The CBN boss said the current level of reserves could comfortably support about 10 months of imports.
Emefiele who read the communique issued at the end of the meeting said the committee unanimously decided to hold rates at current levels having been satisfied with the relative stability in the macroeconomic landscape which had shown impressive growth rates, stable consumer prices and exchange rate as well as increased external reserves.
The committee, however, raised concerns over current liquidity levels in relation with the possibility of increased government spending in the run up to the 2015 elections-on the one hand- and the trending uptick in inflation which may not be unconnected with the poor harvest in some agricultural producing areas, particularly in the north eastern and central states of the country.
It equally expressed worry that portfolio flows were not employment generating though essential in the absence of adequate fiscal buffers.
While noting that the policy direction for inflation, exchange rate and interest rate must be seen not only in the context of price and financial stability but also in enhancing the quality of life of Nigerians and promoting employment generation, it added that other reform measures could dampen food prices in the short to medium term and restore inflation to a sustainable long-run path.
He said: “The Committee noted the potential of the power sector to stimulate output growth through enhanced investment and the spill-over effect in employment generation if the challenges confronting the sector are effectively and appropriately addressed. Specifically, it noted that gas-to-power has remained a binding constraint in reaping the benefits of the recently-concluded power sector reforms; urging for the collective efforts of government, private investors and the banks to resolve. Other pressure points include the underlying pressure from food/core inflation and the risks that could emanate from the likely increase in aggregate spending in the run up to the 2015 general elections.”
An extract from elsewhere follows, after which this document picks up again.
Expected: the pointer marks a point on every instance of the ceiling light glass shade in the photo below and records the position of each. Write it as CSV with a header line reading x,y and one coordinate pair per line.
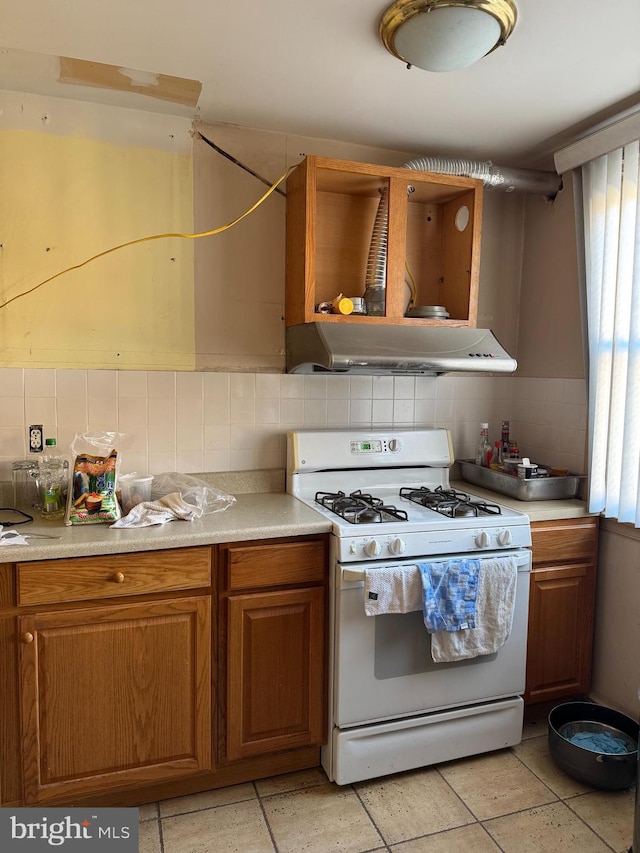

According to him:”The Committee was also concerned about the implications of the on-going QE3 tapering for inflows and external reserves. The Committee recognized the necessity of sustaining a stable naira exchange even as it has to deal with the delicate balancing of the need for a low interest rate regime. The Committee noted that portfolio flows were not employment generating but were essential in the absence of adequate fiscal buffers. The Committee welcomed the moderation in the rate of depletion in external reserves in recent months, noting that reserves accretion needed to improve much faster to provide a strong and more resilient buffer to fiscal operations. The Committee, however, noted that a gradual reduction in the country’s import bills through domestic production of some of the major food imports should be a key element in the overall reserves accretion strategy. It welcomed the decision of the Bank to collaborate with other stakeholders in this regard.”